Because not every area can get that kind of attention, Anna Michalak, of the Carnegie Institution for Science, and her colleagues wanted to get a bigger picture look at how climate change might alter how much nitrogen is washing into the nation’s watersheds and see if they could pinpoint the areas of greatest risk.

More Rain = More Nitrogen

Using 21 climate models from the most recent Intergovernmental Panel on Climate Change report, they looked at how changes in both overall and extreme precipitation would influence the amount of nitrogen entering waterways, keeping things like fertilizer use constant.
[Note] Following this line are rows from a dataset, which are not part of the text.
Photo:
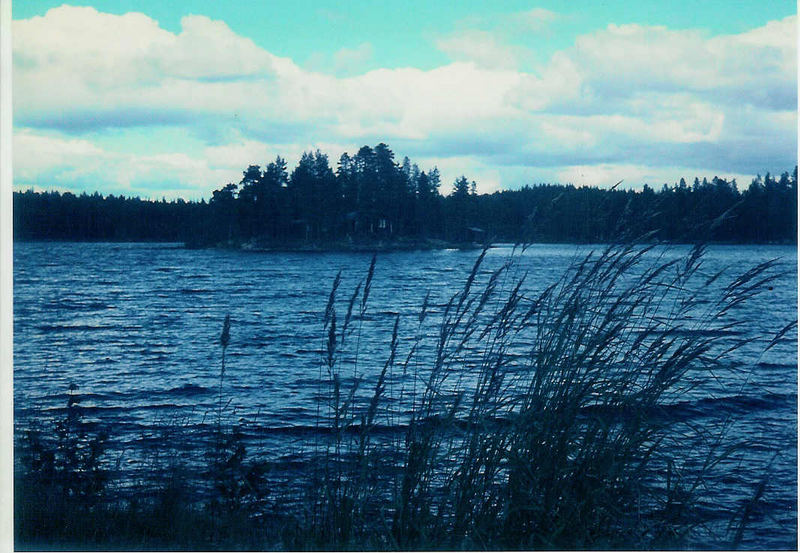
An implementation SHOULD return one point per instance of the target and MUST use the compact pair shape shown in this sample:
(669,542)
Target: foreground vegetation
(371,197)
(488,447)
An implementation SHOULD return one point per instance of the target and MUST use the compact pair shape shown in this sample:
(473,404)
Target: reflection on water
(135,326)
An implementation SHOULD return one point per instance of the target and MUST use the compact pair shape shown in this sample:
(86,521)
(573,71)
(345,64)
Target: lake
(136,328)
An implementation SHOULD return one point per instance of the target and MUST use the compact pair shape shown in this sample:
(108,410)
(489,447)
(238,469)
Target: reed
(520,421)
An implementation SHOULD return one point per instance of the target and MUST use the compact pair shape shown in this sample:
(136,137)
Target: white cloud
(352,60)
(536,19)
(625,97)
(480,47)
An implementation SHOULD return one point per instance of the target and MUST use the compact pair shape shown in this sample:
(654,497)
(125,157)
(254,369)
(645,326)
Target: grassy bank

They found that by the end of the century, if greenhouse gas emissions continue on their current trajectory, increased rainfall will cause a 20 percent rise in the amount of nitrogen loading in waterways of the continental U.S.

The largest increases were in the Northeast (with a 28 percent increase in nitrogen), the upper Mississippi-Atchafalaya basin (24 percent) and the Great Lakes (21 percent). That result wasn’t surprising given that the Midwest and Northeast have already seen heavy downpours increase by 37 and 71 percent, respectively, since 1958, the largest increases in the nation, according to the 2014 National Climate Assessment.
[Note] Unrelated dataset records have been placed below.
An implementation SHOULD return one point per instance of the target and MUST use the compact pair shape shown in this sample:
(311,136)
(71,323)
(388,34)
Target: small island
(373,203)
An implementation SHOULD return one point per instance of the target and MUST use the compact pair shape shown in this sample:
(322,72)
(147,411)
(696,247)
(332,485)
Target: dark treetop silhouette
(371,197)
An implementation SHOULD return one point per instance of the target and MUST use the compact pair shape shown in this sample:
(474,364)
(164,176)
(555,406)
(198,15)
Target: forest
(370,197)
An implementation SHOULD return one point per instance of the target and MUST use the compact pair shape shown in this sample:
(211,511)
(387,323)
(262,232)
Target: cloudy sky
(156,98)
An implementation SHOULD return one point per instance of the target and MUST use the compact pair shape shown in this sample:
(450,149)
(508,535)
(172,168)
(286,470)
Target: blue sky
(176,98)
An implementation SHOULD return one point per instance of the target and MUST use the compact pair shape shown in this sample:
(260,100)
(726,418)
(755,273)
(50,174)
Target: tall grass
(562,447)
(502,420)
Nitrogen loading in the nation’s waterways averaged for 1976-2005 (a) and how precipitation will increase that loading by mid-century (b) and by the end of the century (c) if greenhouse gas emissions continue on their current trajectory.
Click image to enlarge. Credit: Sinha, et al./Science

To counteract the increase just from the influence of precipitation would mean that the nitrogen being introduced to the land would have to be reduced by 30 percent.

“That is massive,” Michalak said, and would be a significant ask of farmers struggling to maintain crop yields.

In the particular example of the Mississippi-Atchafalaya system, the Environmental Protection Agency has already mandated that nitrogen loads be reduced by 20 percent below 1980-1996 levels. To meet that goal in the face of the increases coming from rains would mean reducing fertilizer use by a whopping 60 percent.

The study also looked to broaden the view beyond the U.S. by looking for watersheds around the world that were similar to some in the U.S. and seeing how nitrogen loading might change with precipitation. They identified India, China and Southeast Asia — home to the majority of the world’s population — as areas that could see major rises in nitrogen loading in the future.

The study makes clear that local managers and policymakers will need to rethink some of the ways they combat nutrient pollution and society will also have to develop technological solutions to reduce nutrient pollution, from implementing more efficient agricultural practices to potentially recycling various forms of nitrogen in sewage into animal feed, according to a commentary piece also published in Science.

If you want to manage nutrient loading “you need to account for the fact that the climate is changing at the same time,” Michalak said.